De même, sur le sol à la terre dénudée, nous voyons jaillir à travers les touffes d'herbe rase desséchées par la fournaise de petits brins vert tendre qui contrastent avec les ajoncs dont il ne reste que des squelettes noircis, champ de fils de fer barbelés dressés vers le ciel en un appel muet. Les sommets couverts de foin blond ont échappé au feu. Non loin des radars du Gorramendi, nous nous asseyons (en prenant garde aux crottes) en plein soleil et à l'abri du vent, face au panorama dont Richard, Max et Pierre détaillent les noms des pics déjà tous explorés mais qu'ils apprécient de découvrir sous un angle nouveau. Il n'est que midi, mais nous avons déjà faim : nous déclarons la séance du pique-nique ouverte !

Comme d'habitude, nous préférons faire une boucle plutôt qu'un simple aller-retour. Le groupe est redescendu manger à la venta. Nous nous retrouvons entre nous, avec Jeannot et Christine qui ont choisi également de rester avec nous. Le problème, c'est que nous avons promis à Philippe de le rejoindre au tennis à 17h. Ce sera dur ! Jeannot, en regardant la carte, doute que nous ayons réellement marché sur la voie romaine. Nous partons donc à sa recherche en découvrant chemin faisant des vallons magnifiques, arrosés d'une myriade de ruisselets, avec des étendues parfois semi-marécageuses, et admirons particulièrement un petit torrent qui dévale la pente sur un lit de longues dalles roses, strates de grès obliques dénudées par le ruissellement formant un toboggan naturel inséré dans un sillon de verdure. Déjà proches du village, nous apercevons en nous retournant des parapentistes qui tournoient lentement parmi les vautours dans les masses d'air chaud ascendantes. Nous faisons halte au café du village, passant devant une maison d'où émanent des chansons bruyantes, et dont les habitants continuent peut-être à fêter le carnaval finissant. Les jeunes qui entrent et sortent du bar, parlent indifféremment basque ou espagnol, les garçons ont l'allure typique des basques d'aujourd'hui, cheveu noir longuet, boucle d'oreille, foulard de la taille d'un grand mouchoir noué autour du cou, pointe dans le dos. Jean-Louis B. apprécie l'atmosphère tranquille et bon enfant qui se dégage de cet endroit où tout le monde se connaît et où il fait visiblement bon vivre.

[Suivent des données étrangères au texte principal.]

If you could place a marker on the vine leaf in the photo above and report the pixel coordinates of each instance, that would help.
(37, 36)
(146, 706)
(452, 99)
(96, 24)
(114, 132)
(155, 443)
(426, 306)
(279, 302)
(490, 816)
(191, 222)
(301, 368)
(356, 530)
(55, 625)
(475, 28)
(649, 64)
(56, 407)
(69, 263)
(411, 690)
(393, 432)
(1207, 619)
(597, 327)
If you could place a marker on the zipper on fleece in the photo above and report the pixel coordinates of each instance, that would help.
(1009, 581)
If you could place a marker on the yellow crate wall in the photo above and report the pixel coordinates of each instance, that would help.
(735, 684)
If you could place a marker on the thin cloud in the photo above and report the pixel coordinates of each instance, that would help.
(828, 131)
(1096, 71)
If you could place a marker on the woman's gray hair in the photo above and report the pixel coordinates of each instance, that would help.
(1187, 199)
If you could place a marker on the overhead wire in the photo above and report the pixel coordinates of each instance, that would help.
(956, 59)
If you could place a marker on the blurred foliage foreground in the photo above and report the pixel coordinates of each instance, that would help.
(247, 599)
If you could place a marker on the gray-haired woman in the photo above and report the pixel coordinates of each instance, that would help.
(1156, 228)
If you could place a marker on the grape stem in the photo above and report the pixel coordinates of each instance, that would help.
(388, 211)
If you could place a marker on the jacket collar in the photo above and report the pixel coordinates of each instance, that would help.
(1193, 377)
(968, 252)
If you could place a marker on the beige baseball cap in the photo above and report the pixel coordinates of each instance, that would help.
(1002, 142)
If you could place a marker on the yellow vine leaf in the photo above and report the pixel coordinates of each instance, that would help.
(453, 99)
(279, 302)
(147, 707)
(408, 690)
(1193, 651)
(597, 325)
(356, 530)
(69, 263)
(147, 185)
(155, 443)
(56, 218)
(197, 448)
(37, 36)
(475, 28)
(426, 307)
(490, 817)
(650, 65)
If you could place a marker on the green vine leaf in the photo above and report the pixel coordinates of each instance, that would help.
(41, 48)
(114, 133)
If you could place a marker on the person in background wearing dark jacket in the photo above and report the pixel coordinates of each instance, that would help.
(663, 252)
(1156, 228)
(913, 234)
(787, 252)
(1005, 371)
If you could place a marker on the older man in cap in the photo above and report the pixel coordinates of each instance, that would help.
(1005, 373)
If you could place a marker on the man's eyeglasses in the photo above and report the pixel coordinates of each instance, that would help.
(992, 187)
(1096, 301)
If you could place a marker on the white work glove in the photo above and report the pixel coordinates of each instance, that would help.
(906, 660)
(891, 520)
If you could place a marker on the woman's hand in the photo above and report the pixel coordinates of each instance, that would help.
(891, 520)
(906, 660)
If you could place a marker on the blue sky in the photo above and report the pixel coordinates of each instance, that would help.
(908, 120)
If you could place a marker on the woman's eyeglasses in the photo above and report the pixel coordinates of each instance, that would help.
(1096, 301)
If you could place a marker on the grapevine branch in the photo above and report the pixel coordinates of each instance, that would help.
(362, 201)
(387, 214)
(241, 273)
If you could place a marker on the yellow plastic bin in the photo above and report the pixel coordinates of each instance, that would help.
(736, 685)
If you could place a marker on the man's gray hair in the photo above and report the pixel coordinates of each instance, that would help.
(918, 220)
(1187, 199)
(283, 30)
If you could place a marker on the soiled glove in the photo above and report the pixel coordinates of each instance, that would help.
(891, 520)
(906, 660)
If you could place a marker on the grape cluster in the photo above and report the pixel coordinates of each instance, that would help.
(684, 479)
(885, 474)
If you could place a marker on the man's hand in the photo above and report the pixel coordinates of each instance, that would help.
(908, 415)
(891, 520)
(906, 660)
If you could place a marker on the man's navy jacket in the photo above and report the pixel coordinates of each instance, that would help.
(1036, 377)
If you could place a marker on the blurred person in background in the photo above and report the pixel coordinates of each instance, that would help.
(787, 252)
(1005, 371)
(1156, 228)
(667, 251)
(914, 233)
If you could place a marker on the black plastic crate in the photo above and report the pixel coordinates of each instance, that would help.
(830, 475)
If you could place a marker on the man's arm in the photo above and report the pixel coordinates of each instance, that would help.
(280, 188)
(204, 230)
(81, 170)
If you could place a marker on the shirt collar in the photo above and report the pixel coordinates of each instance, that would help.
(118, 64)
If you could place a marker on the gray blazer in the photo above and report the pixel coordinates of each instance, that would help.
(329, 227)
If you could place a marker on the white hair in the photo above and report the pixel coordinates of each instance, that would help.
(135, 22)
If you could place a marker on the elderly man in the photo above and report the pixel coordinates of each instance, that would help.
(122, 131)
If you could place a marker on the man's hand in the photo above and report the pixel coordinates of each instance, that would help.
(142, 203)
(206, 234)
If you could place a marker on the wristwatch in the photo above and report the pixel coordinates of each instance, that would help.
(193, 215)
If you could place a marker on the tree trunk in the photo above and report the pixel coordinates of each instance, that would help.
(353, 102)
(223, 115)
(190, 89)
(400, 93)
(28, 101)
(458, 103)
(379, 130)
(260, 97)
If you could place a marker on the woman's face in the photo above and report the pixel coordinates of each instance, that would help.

Nous nous séparons en deux groupes : les uns restent pour visiter l'église, les autres partent pour aller jouer au tennis. Dans la hâte, je me trompe de route et, me fiant au panneau "Francia", m'engage sur la route qui mène au col d'Ispegui ! Au lieu de prendre le col d'Otxondo et Dantxaria, nous nous retrouvons à Saint Etienne de Baïgorri ! Et nous qui étions si pressés ! Évidemment, nous faisons contre mauvaise fortune bon cœur et Max en profite pour évaluer les progrès à accomplir pour effectuer ce même trajet à vélo, car il doit s'entraîner en prévision de l'arrivée de son frère très sportif de l'île de La Réunion. Nous retrouvons au col le point de départ d'une des premières balades que nous avons faite en groupe cela fait au moins trois ans. Richard et Max essaient d'apprendre à Jean-Louis à reconnaître les sommets, mais il a du mal à en mémoriser les aspects autant que les noms et leur situation géographique. Ils sont désolés : "Mais qu'est-ce qu'on t'a appris, à quoi ça a servi toutes ces balades ?". Il faut dire qu'ils ont tout le temps le nez dans les cartes et qu'ils cherchent à chaque fois à repérer les pics alentour, évaluant, d'après leurs altitudes respectives et celle du lieu d'observation, ceux qui peuvent être visibles et ceux qui sont cachés : ils ont un véritable entraînement. Par contre, guidés par eux, nous n'éprouvons pas la nécessité de faire le même effort, nous contentant de suivre du regard la direction indiquée par leur doigt (ou leur œil) pour tenter d'apercevoir parmi la multitude de pointes de formes diverses celle qu'ils nous désignent.